Believe it or not, we get married because of five diverse feelings: feeling in-love, feeling like friends, feeling sexual about each other, feeling like family, and feeling like we want to help each other. Each of these feelings triggers neurotransmitters and hormones in our bodies to create a “need” to be with our partner. If that is so—and it’s been scientifically proven—then why does money play such a big part in today’s marriages? Is there, like, say, a “money hormone” that’s got to get triggered, too, for a long-term relationship to work in the modern world?
No. Rather, money, in a pay-to-play society does a lot to determine whether we’re going to be an effective couple. That’s because money helps us solve some of the problems that take modern day stress off our backs. To put it differently, the stress of modern life makes any relationship difficult at times. Even just being friends can be tough when you’re under stress.
There are so many stressors today that they can add up so high that it can knock a person over. Like the traffic stop after the insurance company fails to tell you that your car insurance check never got to them on the day that your boss tells you that your position is going to be eliminated. When we have enough money to cushion ourselves from these sorts of issues, it gives us more time and energy to feel the five feelings of love and to enjoy our relationship with our partner.

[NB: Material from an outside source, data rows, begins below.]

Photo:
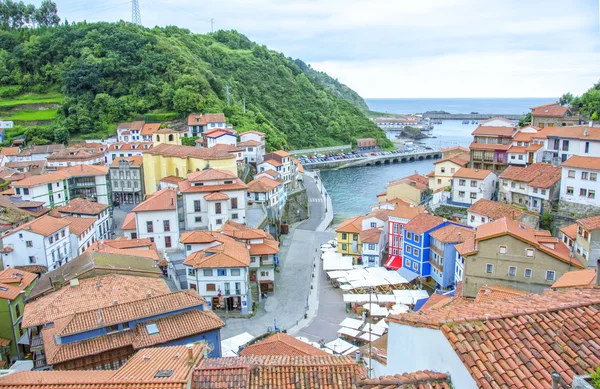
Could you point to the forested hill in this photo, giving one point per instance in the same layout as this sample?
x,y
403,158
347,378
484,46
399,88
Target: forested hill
x,y
112,72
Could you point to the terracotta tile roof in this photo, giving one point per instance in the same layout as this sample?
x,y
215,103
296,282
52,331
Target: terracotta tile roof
x,y
424,379
211,175
13,281
473,174
201,119
229,253
370,236
91,293
83,206
453,234
129,223
577,278
495,210
352,225
590,223
263,184
422,223
44,225
539,175
150,128
279,371
163,200
130,311
488,146
281,344
580,162
525,233
549,110
189,152
493,130
522,349
570,231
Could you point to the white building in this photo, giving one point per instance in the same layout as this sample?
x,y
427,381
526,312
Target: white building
x,y
157,218
44,241
470,185
579,182
253,144
99,213
211,197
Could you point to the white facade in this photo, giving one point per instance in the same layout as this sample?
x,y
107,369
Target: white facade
x,y
162,227
30,248
419,348
576,188
469,190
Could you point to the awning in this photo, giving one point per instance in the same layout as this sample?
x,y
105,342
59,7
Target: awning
x,y
407,274
394,262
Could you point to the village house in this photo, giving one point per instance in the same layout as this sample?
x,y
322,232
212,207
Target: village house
x,y
579,185
564,142
449,327
15,285
508,253
442,253
470,185
553,115
211,197
411,189
169,160
536,187
83,208
199,123
398,217
127,179
43,241
220,273
445,168
137,312
253,145
157,218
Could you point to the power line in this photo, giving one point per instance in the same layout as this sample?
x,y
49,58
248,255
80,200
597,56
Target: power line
x,y
136,18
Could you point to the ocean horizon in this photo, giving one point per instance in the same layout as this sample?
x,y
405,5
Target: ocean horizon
x,y
500,106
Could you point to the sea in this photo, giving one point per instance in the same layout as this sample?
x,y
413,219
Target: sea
x,y
354,190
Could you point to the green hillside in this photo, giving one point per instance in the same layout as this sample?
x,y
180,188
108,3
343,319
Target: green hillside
x,y
112,72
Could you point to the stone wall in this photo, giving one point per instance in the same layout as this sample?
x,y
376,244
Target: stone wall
x,y
296,207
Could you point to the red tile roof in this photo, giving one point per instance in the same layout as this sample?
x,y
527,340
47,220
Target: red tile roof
x,y
539,175
281,344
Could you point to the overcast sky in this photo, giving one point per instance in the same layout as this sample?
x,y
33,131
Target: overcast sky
x,y
403,48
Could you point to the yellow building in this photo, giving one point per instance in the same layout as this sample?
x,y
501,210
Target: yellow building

Across America, more and more people are acknowledging this–that money is central to their vision of a successful marriage. So they are waiting until their careers are well established before getting married. As far as companionship goes, they are learning to get by with the help of their friends. And twenty percent of the women are not going to get married and have a baby–as hard as they may try. They feel they are either too poor to be a success at marriage, or they get so involved in their careers that they just give up the thought of having a child. Some, of course, simply cannot conceive any children. Meanwhile, because of modern technology, age thirty is no longer the time the the biological clock stops.

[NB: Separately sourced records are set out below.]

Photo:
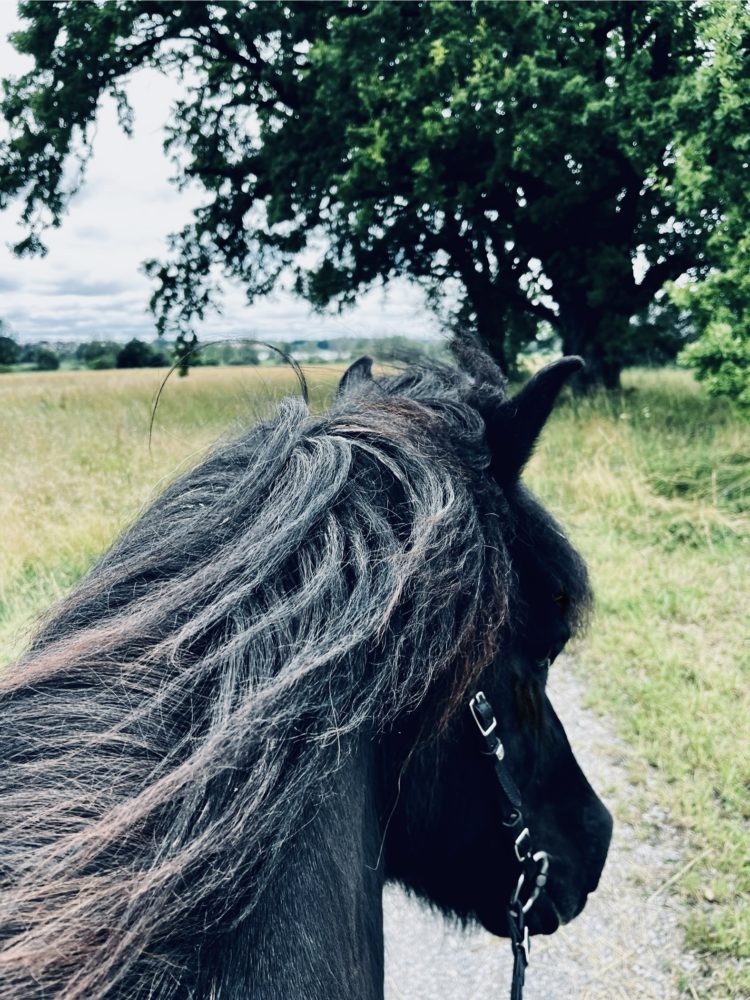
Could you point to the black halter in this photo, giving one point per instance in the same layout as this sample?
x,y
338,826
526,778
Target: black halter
x,y
533,865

But there is more going on here than what meets the eye. As we all know, the very nature of family and work is changing. Along with these social changes, the nature of marriage is changing, too. It is no longer a social contract with defined rules. Rather, each couple decides on their own what their relationship will be like.
So play it smart. Don’t be afraid to discuss your money concerns with your lover. This is an import part of building a relationship in today’s world. If you need a conversation starter, say that you think you’ve got the marriage, money hormone running through your veins! That’ll catch even the most distant lover’s attention.